Getting started with Classy Vision¶

Classy Vision is an end-to-end framework for image and video classification. Classy Vision makes it easy to write and launch distributed training jobs.

In this tutorial, we will cover:

How to start a new project;
How to launch a single node training run;
How to launch a distributed training run;
How to visualize results with Tensorboard;
How to load checkpoints and interact with the trained model;
How to start training from a Jupyter notebook;
How to train a ResNet 50 model on ImageNet;

0. Setup¶

Make sure you have Classy Vision installed. To install it, run this in your terminal:

In [ ]:

! pip install classy_vision

If you would like to use GPUs for training, make sure your environment has a working version of PyTorch with CUDA:

In [ ]:

import torch
torch.cuda.is_available()

The cell above should output True. Check out this link for more details on how to install PyTorch. For this tutorial, we will be using Tensorboard. Install it with the following (on your terminal):

In [ ]:

! pip install tensorboard

1. Start a new project¶

To start, let's create a new project. Run this in your terminal:

In [ ]:

! classy-project my-project

In [ ]:

%cd my-project

To launch a training run on the current machine, run the following:

In [ ]:

!  ./classy_train.py --config configs/template_config.json

That's it! You've launched your first training run. This trained a small MLP model on a dataset made of random noise, which is not that useful. The classy-project utility creates the scaffolding for you project, and you should modify it according to your needs. We'll learn how to customize your runs on the next few tutorials.

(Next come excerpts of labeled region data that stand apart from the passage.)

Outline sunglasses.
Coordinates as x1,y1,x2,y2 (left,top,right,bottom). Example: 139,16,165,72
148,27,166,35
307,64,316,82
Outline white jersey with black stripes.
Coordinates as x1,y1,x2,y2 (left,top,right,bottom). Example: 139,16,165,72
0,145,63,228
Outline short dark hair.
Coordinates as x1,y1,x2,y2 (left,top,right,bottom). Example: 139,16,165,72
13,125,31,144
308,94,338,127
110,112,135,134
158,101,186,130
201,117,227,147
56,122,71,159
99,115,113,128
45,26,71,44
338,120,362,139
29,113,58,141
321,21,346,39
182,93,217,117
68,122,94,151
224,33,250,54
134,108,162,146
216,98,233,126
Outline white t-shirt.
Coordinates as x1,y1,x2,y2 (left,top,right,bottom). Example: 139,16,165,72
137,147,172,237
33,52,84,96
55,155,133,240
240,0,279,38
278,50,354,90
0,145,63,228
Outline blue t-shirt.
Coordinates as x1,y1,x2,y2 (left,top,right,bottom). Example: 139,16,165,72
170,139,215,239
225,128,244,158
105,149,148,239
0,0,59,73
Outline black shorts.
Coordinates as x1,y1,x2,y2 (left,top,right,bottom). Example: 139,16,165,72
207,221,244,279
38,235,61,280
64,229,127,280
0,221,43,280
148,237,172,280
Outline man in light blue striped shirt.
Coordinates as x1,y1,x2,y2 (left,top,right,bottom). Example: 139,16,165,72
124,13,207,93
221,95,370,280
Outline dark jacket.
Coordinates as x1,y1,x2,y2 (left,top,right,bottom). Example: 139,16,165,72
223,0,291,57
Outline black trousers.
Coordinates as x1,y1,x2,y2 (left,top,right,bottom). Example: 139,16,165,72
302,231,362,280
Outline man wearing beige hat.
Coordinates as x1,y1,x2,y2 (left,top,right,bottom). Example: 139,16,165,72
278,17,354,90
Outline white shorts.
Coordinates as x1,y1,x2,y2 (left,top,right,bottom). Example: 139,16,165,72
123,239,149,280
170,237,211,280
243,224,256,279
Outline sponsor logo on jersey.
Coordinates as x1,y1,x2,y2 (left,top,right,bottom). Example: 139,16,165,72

Let's take a look at what classy-project has created for us:

In [ ]:

! find . | grep -v \.pyc | sort

Here's what each folder means:

configs: stores your experiment configurations. Keeping all your experiments as separate configuration files helps making your research reproducible;
models: code for your custom model architectures;
losses: code for your custom loss functions;
datasets: code for your custom datasets;
classy_train.py: script to execute a training job; This uses the Classy Vision library to configure the job and execute it, and you might change it according to your needs;
template_config.json: experiment configuration file. This file is read by classy_train.py to configure your training job and launch it.

Let's take a peek at the configuration file:

In [ ]:

! cat configs/template_config.json

That file can be shared with other researchers whenever you want them to reproduce your experiments. We generate json files by default, but YAML will be officially supported soon.

2. Distributed training¶

classy_train.py can also be called from torch.distributed.launch, similar to regular PyTorch distributed scripts:

In [ ]:

! python -m torch.distributed.launch --use_env --nproc_per_node=2 ./classy_train.py --config configs/template_config.json --distributed_backend ddp

If you have two GPUs on your current machine, that command will launch one process per GPU and start a DistributedDataParallel training run.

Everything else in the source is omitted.